Eunchae berjalan menuju ranjang Rumah Sakit, ia memeluk tubuh sang papih yang sudah tak lagi hangat. “Papih.. bangun, papih… adek masih butuh papih…” suara Eunchae menggema seperti sembilu, menyayat hati bagi mereka yang ada disana.

Jeonghan yang hanya berdiri di depan pintu, menunduk dan menutup mulutnya yang bergetar. Ia memutar pandangan tak sanggup melihat sahabatnya kehilangan nyawanya. Sementara itu, Seungcheol berpura-pura tegar. Ia berulang kali memutarkan tubuhnya untuk menyeka air matanya yang jatuh. Semua orang tau, kalau Joshua bukan hanya suaminya, melainkan cahaya dalam kehidupan mereka.

Jake, menantu dari Dokyeom dan juga Joshua, ia menutup wajahnya dengan kedua tangan menangis tanpa suara. Joshua yang selalu membela dirinya, Joshua yang menyambutnya dengan hangat saat ia main kerumahnya waktu Heeseung dan juga dirinya masih berpacaran, Joshua juga yang memberi tahu kalau Heeseung lagi marah cara membujuknya bagaimana.

Jake menghampiri Joshua yang sudah terbaring tak ada nyawa, “Pih.. Jake belum sempet bilang makasih ke papih.. makasih papih.. makasih udah nganggep Jake seperti anak papih sendiri..” Heeseung yang mendengarnya, ia langsung memeluk tubuh suaminya itu.

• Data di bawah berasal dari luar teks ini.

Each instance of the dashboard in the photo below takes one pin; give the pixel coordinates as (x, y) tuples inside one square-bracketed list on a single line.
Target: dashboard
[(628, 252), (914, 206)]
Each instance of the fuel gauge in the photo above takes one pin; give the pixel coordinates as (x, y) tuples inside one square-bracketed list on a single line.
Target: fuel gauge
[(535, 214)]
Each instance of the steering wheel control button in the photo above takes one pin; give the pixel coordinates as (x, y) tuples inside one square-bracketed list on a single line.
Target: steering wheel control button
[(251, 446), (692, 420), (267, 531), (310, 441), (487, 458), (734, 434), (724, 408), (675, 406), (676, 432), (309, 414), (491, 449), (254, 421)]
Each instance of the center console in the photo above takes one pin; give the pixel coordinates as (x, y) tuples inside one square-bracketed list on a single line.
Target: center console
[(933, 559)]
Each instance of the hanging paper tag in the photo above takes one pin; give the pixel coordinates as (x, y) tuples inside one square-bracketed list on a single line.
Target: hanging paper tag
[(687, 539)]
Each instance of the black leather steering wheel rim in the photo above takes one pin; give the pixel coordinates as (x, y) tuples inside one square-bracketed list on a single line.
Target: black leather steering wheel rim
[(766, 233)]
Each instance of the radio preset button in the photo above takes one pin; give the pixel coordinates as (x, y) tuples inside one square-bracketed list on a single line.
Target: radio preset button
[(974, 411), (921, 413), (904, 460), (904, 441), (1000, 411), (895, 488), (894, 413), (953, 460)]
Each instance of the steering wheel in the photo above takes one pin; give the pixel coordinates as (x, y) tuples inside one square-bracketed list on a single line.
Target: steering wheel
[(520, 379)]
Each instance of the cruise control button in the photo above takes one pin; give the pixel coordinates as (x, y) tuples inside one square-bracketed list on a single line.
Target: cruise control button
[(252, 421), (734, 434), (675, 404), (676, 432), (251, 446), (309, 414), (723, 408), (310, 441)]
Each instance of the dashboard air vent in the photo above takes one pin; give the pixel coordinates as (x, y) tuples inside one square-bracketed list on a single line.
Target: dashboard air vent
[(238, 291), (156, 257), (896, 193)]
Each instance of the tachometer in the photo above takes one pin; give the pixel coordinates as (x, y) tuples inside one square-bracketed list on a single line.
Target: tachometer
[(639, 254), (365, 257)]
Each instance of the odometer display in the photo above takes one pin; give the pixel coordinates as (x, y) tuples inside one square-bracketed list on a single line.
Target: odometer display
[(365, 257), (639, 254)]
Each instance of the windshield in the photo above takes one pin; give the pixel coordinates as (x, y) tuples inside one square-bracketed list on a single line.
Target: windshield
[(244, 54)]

Wonwoo, kakak dari Dokyeom, tiba dengan langkah yang berat bersama dengan Mingyu. Ia sempat membantah saat diberitahu kabar itu, “kak Shua? Boong. Dia kuat kok. Gamungkin.” Tapi, kenyataannya.. Wonwoo melihat tubuh Joshua yang sudah terbujur kaku, kakak sekaligus adik ipar yang selama ini ia lihat, terasa runtuh.

“Kak, bangunin kak Shua, kak.. bilang ke dia kalau aku udah berubah.. bilang kalau aku gabisa hidup tanpa dia..” Wonwoo yang mendengarnya hanya bisa memeluk tubuh sang adik.

“Gue juga pengennya gitu.. tapi gabisa. Tuhan lebih sayang kak Shua…”

Pemakaman dilakukan besoknya. Di bawah langit mendung yang seolah ikut berkabung, Dokyeom berdiri paling depan bersama anak-anaknya, memegang foto besar Joshua dengan tangan yang hampir tak kuat untuk menopangnya.

Dunia seolah berjalan lambat, suara tangis dan doa bercampur menjadi satu.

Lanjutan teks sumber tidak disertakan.